Some links to products and travel providers on this website will earn Traveling For Miles a commission which helps contribute to the running of the site – I’m very grateful to anyone who uses these links but their use is entirely optional. The compensation does not impact how and where products appear on this site and does not impact reviews that are published. For more details please see the advertising disclosure found at the bottom of every page.
I don’t do very much flying with Delta but it’s an airline I respect. I don’t like its loyalty program and I detest the hypocritical way its management encourages protectionism under the guise of patriotism but there’s no doubt that this is an airline which is run pretty well.
Out of the three big US legacy carriers Delta is the clear leader with American and United following sheep-like in its wake so it’s always worth watching closely when Delta makes any kind of significant change.
Right now Delta is in the process of reducing the amount of recline on offer to First and Economy Class passengers in over 60 of its Airbus A320 aircraft and it’s a move I cheered enthusiastically when I first heard about it.
In Economy Class passengers will find their recline reduced from 4″ to 2″, in First Class the recline will go from 5″ to just 3.5″ and, on an aircraft which primarily operates short routes, I don’t see this as an issue at all.
Seat recline seems to be an emotive subject and many people love to argue that it’s “their right” to recline if the seat allows them to – I disagree.
If you argue that you have the ‘right to recline’ you’re suggesting that your needs come before those of everyone around you (more specifically, those behind you) and that’s just about as selfish an attitude as you can get.
Why is one person’s need any more important than another’s? Just because you have a button on your seat which allows you to recline doesn’t mean you have the unquestionable right to make someone else’s journey uncomfortable and/or unpleasant.
Sure, on a red-eye or on a flight of notable length (say, over 3 hours) I can see why it may be nice to recline and I see nothing wrong with someone checking with the person behind them before gently reclining their seat in an attempt to get some rest….but that not how things work in the real world is it?
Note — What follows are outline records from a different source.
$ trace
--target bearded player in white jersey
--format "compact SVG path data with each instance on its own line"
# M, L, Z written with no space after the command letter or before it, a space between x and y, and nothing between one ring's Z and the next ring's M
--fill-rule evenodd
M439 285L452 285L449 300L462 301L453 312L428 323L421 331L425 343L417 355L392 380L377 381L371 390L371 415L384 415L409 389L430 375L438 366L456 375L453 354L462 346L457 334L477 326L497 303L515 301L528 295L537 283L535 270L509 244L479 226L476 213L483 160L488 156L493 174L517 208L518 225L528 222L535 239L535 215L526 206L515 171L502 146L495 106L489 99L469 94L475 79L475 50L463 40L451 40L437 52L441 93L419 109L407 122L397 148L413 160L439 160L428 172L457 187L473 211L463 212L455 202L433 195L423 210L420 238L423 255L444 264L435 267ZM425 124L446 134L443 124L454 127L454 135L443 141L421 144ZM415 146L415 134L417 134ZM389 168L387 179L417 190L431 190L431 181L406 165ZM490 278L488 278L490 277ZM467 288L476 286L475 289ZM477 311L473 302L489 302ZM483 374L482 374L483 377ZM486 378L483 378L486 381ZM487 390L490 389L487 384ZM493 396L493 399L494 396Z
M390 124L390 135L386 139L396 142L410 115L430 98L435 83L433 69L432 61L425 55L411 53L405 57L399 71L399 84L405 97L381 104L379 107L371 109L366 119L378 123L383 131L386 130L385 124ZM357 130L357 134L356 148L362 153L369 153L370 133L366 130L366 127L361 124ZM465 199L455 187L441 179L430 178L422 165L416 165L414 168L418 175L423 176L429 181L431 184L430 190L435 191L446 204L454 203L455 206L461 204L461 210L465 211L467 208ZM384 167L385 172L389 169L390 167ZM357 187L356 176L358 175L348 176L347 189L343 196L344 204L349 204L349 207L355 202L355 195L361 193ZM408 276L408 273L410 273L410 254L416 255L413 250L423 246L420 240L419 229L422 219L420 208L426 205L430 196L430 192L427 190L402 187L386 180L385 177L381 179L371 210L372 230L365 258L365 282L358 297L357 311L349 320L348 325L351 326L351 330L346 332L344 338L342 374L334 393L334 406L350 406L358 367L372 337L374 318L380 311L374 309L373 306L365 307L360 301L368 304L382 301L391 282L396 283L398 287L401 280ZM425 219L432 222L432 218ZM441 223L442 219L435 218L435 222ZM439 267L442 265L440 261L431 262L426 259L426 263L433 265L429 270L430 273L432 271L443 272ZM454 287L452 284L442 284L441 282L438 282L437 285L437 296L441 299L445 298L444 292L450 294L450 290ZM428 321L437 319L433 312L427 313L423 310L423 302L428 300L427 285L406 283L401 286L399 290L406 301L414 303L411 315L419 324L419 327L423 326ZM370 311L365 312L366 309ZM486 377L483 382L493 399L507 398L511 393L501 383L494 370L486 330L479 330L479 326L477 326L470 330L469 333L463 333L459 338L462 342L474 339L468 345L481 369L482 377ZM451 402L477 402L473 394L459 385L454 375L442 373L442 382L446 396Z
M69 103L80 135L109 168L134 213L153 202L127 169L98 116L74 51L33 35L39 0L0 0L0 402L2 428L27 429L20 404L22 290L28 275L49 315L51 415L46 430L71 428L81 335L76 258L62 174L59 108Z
In the real world we have passengers who slam their seats into full recline as soon as they possibly can and who leave them in that position through meal service, through drinks service and, essentially, for the whole flight whether they actually need to recline or not.
In the real world you’re not a frequent flyer until you’ve nearly had your laptop crushed, your meal deposited in your lap or your drink spilled all over you by an inconsiderate neanderthal in the seat ahead of you.
Consideration for others often goes out of the window once people cross through the aircraft door and the ‘me, me, me’ nature of modern society rears its ugly head.
Like it or not a lot of people are inherently selfish (especially when they travel) and if they can’t be trusted to show a bit of consideration for fellow passengers (which they can’t) the only solution is for airlines to take back a bit of control….and that’s what Delta appears to be doing with this latest move.
I guess it’s only fair to point out that if airlines didn’t make aircraft seating so dense in the first place this probably wouldn’t be such a big issue but, as cramped cabins are not going away anytime soon, I’m happy to see Delta doing something to make flying a little less horrendous.
For the overwhelming majority of people there is no real reason to have to recline the seat on short flights so I’m delighted to see Delta limiting the amount of recline on offer on its A320s – I’d probably cheer harder if it eliminated recline altogether on the truly short-hop flights.
I’m tired of having someone else’s seat thrust in my face 30 seconds after take-off on short daytime flights and having what limited space I’ve been given reduced yet further. It makes it impossible to work or to get comfortable unless I also recline and encroach on the space of the passenger behind me (which I refuse to do).
With a little bit of luck we’ll see United and American follow suit….and hopefully a lot more airlines too. Perhaps then we may finally have a situation were the inconsiderate can’t negatively impact those around them as much as they can right now.